Washington Post columnist Charles Lane has decided that public sector unions are undemocratic. This will be a surprise to every democracy in the world, since all of them have public sector unions.
The basic argument seems to be that since unions prevent elected officials from paying as little as they miight want to their workers, they interfere with democracy. This is a bit hard to follow. If a pension fund manager refuses to manage the state's pension fund for a $100 an hour wage, or a doctor refuses to work for $50 an hour for Medicaid, are these people interfering with democracy because they are not accepting the pay offered by an elected official?
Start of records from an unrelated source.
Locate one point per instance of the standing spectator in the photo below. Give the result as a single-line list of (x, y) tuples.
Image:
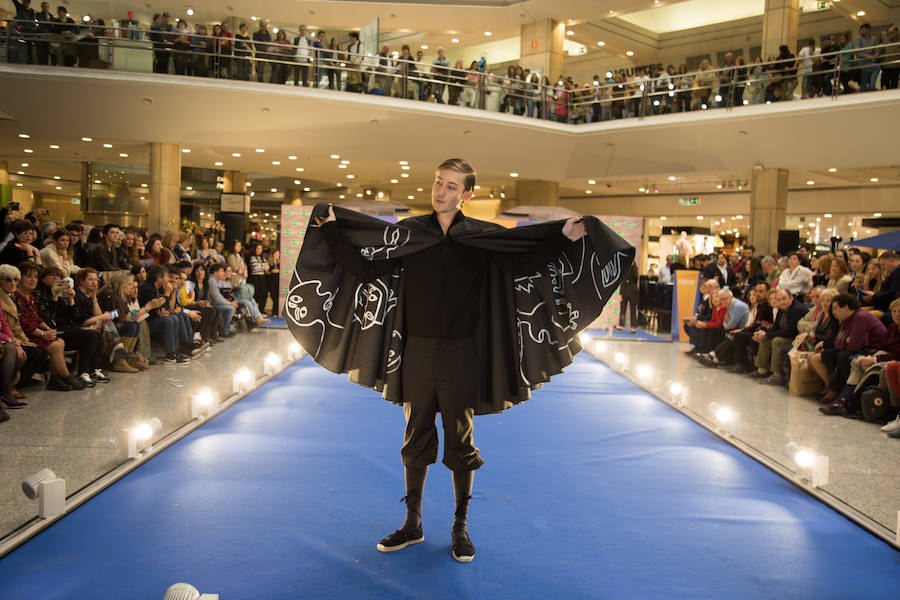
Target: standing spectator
[(865, 58), (242, 52), (440, 72), (303, 56), (262, 42)]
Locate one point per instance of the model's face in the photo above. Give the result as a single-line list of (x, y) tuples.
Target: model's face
[(448, 191)]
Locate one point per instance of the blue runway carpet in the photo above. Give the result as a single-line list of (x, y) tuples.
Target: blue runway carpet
[(591, 489)]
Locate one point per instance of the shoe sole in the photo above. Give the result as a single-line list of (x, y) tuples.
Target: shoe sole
[(382, 548)]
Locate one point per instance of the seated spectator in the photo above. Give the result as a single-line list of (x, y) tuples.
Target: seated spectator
[(36, 358), (708, 290), (80, 319), (164, 330), (114, 297), (218, 278), (38, 331), (12, 360), (20, 248), (796, 278), (730, 315), (769, 357), (890, 286), (58, 254), (156, 254), (105, 256), (839, 277), (860, 333)]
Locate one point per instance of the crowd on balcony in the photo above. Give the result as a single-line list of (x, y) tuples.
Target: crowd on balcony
[(79, 302), (837, 314), (842, 64)]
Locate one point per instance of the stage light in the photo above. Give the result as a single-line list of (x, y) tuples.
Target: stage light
[(202, 402), (49, 490), (807, 464), (242, 380), (138, 438), (271, 363)]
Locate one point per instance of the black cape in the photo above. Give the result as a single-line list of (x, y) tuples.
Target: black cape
[(529, 326)]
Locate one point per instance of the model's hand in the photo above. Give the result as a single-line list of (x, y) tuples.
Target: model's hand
[(574, 229), (322, 220)]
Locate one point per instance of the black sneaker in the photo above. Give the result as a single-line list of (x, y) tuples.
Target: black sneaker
[(463, 549), (400, 539)]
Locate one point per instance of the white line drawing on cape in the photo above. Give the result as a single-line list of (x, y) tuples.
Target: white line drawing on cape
[(374, 301), (302, 311), (394, 237)]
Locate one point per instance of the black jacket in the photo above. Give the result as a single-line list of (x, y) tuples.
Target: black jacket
[(354, 315)]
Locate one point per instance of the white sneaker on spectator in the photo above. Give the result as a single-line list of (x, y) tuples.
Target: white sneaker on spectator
[(892, 426)]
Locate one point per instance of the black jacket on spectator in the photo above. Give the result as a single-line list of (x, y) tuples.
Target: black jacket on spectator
[(786, 322)]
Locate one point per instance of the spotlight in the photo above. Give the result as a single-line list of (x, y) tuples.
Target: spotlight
[(203, 401), (138, 438), (807, 464), (49, 490), (242, 380), (271, 363)]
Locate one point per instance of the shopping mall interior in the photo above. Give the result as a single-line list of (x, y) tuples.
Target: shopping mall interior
[(642, 471)]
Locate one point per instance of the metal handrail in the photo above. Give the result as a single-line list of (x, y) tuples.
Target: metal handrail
[(636, 98)]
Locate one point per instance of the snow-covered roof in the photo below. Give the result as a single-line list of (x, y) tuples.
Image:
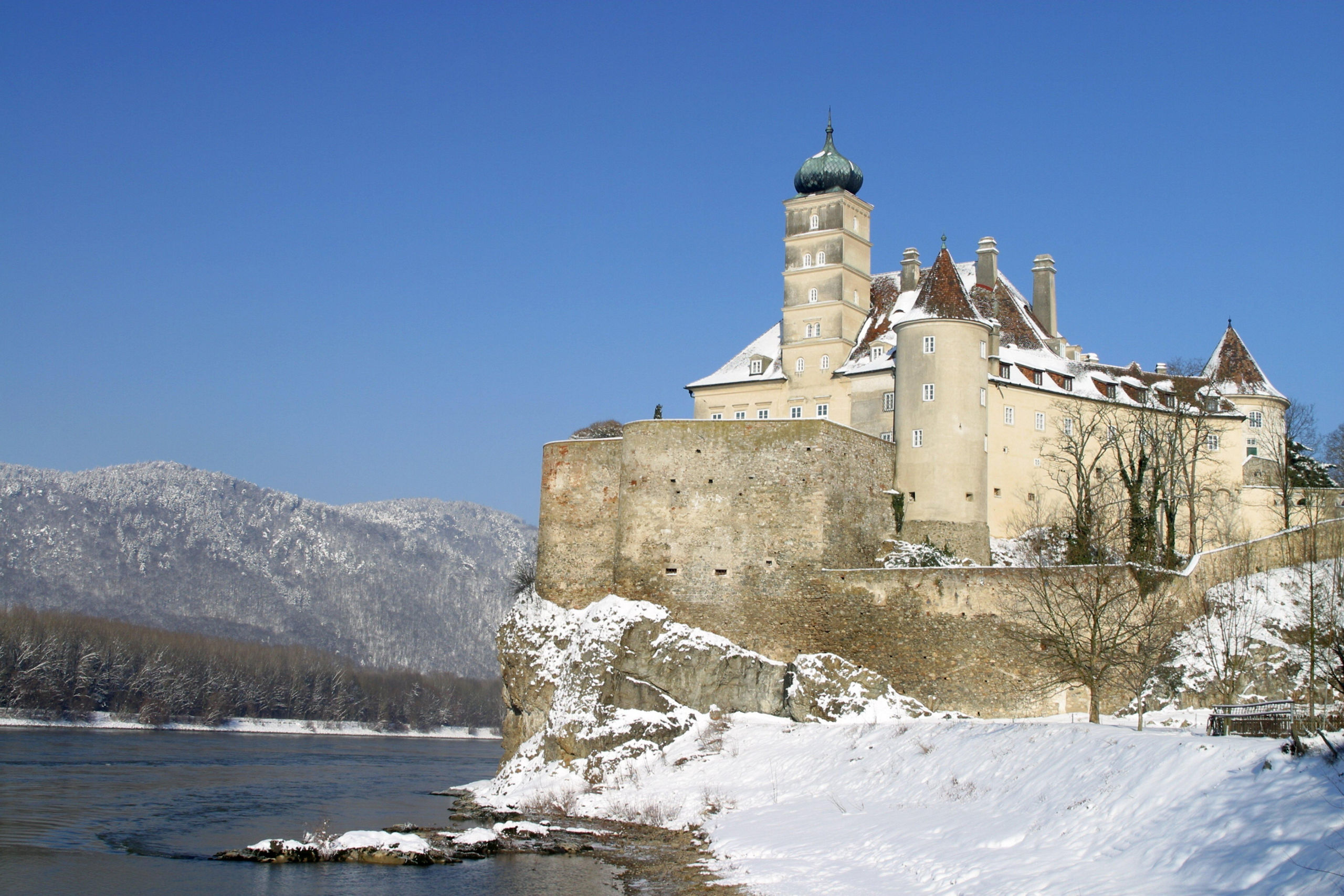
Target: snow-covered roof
[(738, 370), (1233, 371)]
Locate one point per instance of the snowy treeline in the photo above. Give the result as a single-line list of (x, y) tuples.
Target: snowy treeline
[(418, 583), (68, 664)]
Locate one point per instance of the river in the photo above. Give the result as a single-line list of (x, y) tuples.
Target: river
[(140, 812)]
Lane then complains that public sector unions make campaign contributions to the state officials with whom they negotiate. This is a reasonable complaint for someone who knows nothing about U.S. politics. It is standard for all sorts of people who do business with the government (e.g. defense contractors, construction companies, pension fund managers) to make campaign contributions to the people with whom they negotiate. It might not be pretty, but this is a problem that goes well beyond unions.
Lane then complains about the "rubber rooms" demanded by NYC in its negotiations with the teacher unions. The city required that teachers awaiting hearings on discipline charges come to school and sit for 8 hours a day. This may be stupid, as Lane suggests, but his complaint is with the city, not the union.
If Lane thinks that unions are an obstacle to good education then he needs to do more homework. Nordic countries like Finland, that rank at the top in most education measures, have much higher unionization rates among their teachers than the U.S. This suggests that the problem is more likely to lie with the Lane's friends on the other side of the negotiating table.
Lane is also confused about basic economics. He complains that the clout of public sector unions allow their members:
"to enjoy retirement and health-care benefits that are often better than those available to the middle-class citizens whose tax dollars support them" adding "even after Walker’s bill, Wisconsin public employees pay just 5.8 percent of their salary toward their pensions and a modest 12.6 percent of their health-care premiums."
In economics, we look at a workers' total compensation packages. It is understood that benefits that are ostensibly paid by employers are a trade-off for higher wages. When the total compensation packages of public sector workers are compared to those with comparable education and experience in the private sector, they actually get somewhat lower pay.